Zelenskiy also repeated his call for more weapons to be provided to Ukraine, and for greater sanctions to be imposed on Russia.

“The pressure on Russia must be increased. It is necessary to introduce a full energy embargo – on oil, on gas. It is energy exports that provide the lion’s share of Russia’s profits. Russian banks must also be completely disconnected from the global financial system,” he said.

Zelenskiy added that Ukraine had provided details of the military equipment it requires.

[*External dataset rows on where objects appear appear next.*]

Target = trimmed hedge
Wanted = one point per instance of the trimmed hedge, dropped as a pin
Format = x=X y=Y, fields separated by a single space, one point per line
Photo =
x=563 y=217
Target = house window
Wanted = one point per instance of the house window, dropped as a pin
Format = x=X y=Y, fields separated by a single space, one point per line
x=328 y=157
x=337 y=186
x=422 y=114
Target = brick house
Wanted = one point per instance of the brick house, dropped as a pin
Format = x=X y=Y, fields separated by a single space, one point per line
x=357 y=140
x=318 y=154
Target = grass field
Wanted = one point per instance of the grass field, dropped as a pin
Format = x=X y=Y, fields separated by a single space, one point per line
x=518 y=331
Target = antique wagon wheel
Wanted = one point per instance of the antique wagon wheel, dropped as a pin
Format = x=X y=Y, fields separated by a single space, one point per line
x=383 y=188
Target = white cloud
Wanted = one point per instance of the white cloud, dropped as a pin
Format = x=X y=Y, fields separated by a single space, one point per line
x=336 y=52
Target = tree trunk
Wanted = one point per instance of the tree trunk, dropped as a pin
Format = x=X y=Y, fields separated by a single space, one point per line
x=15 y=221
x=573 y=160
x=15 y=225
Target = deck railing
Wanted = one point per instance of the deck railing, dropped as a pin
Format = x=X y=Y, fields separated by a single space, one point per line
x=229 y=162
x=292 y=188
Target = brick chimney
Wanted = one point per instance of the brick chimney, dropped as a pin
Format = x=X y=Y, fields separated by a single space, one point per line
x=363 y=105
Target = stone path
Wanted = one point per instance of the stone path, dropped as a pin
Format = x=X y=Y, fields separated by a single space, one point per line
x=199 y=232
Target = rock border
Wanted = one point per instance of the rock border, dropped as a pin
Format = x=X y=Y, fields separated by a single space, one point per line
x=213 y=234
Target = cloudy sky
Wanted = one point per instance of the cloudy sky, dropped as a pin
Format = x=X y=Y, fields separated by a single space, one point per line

“Any delay in providing such weapons to Ukraine, any excuses, can mean only one thing: the relevant politicians want to help the Russian leadership more than us Ukrainians,” he said.

Updated

Hello, it’s Rebecca Ratcliffe with you as we continue our live coverage of the war in Ukraine. Here are the latest developments:

  • Ukrainian president Volodymyr Zelenskiy has described a missile strike on a railway station in eastern Ukraine as a Russian war crime and called for a “firm global response”. At least 52 people, including five children, were killed in the missile strike on Kramatorsk train station. The US believes Russia used a short range ballistic missile on the train station. Russia has denied responsibility.
  • Two UN agencies have called for “urgent action” to help an estimated 1,000 seafarers stranded in Ukrainian ports and waters with dwindling supplies.
    Some 6,665 civilians were evacuated through humanitarian corridors on Friday, the majority of them rescued from Mariupol and Berdiansk.
  • Russian troops have “forcibly deported” more than 600,000 Ukrainians, including about 121,000 children, to Russia, Ukraine’s human rights commissioner, Lyudmila Denysova, said. Denysova also said residents of the temporarily occupied city of Izyum in the Kharkiv region are being forcibly moved to Russia.
  • Some Russian military units have experienced major losses, a senior US defence official said, and the Pentagon estimates Russia’s combat power is between 80% and 85% of pre-invasion levels. The US defence department is expecting Russia to shift its focus to Donbas and eastern Ukraine.
  • International prices for food commodities, including grains and vegetable oils, reached all time highs in March amid Russia’s war in Ukraine. The conflict was causing massive disruptions, the UN said on Friday, threatening millions of people in Africa, the Middle East and elsewhere with hunger and malnourishment.
  • The European Commission’s president, Ursula von der Leyen, pledged to offer Ukraine’s president, Volodymyr Zelenskiy, a speedier start to his country’s bid to become a member of the EU. At a joint press conference with Zelenskiy, Von der Leyen said: “It will not as usual be a matter of years to form this opinion but I think a matter of weeks.”
  • Forensic investigators have begun exhuming a mass grave in the Ukrainian town of Bucha, wrapping in black plastic and laying out the bodies of civilians who officials say were killed during the Russian invasion. Since Russian troops pulled back from Bucha last week, Ukrainian officials say hundreds of civilians have been found dead.
  • Russia’s justice ministry has revoked the registration of 15 foreign organisations including Amnesty International and Human Rights Watch. The ministry said in a statement that the Russian units of the organisations “were excluded due to the discovery of violations of the current legislation of the Russian Federation”.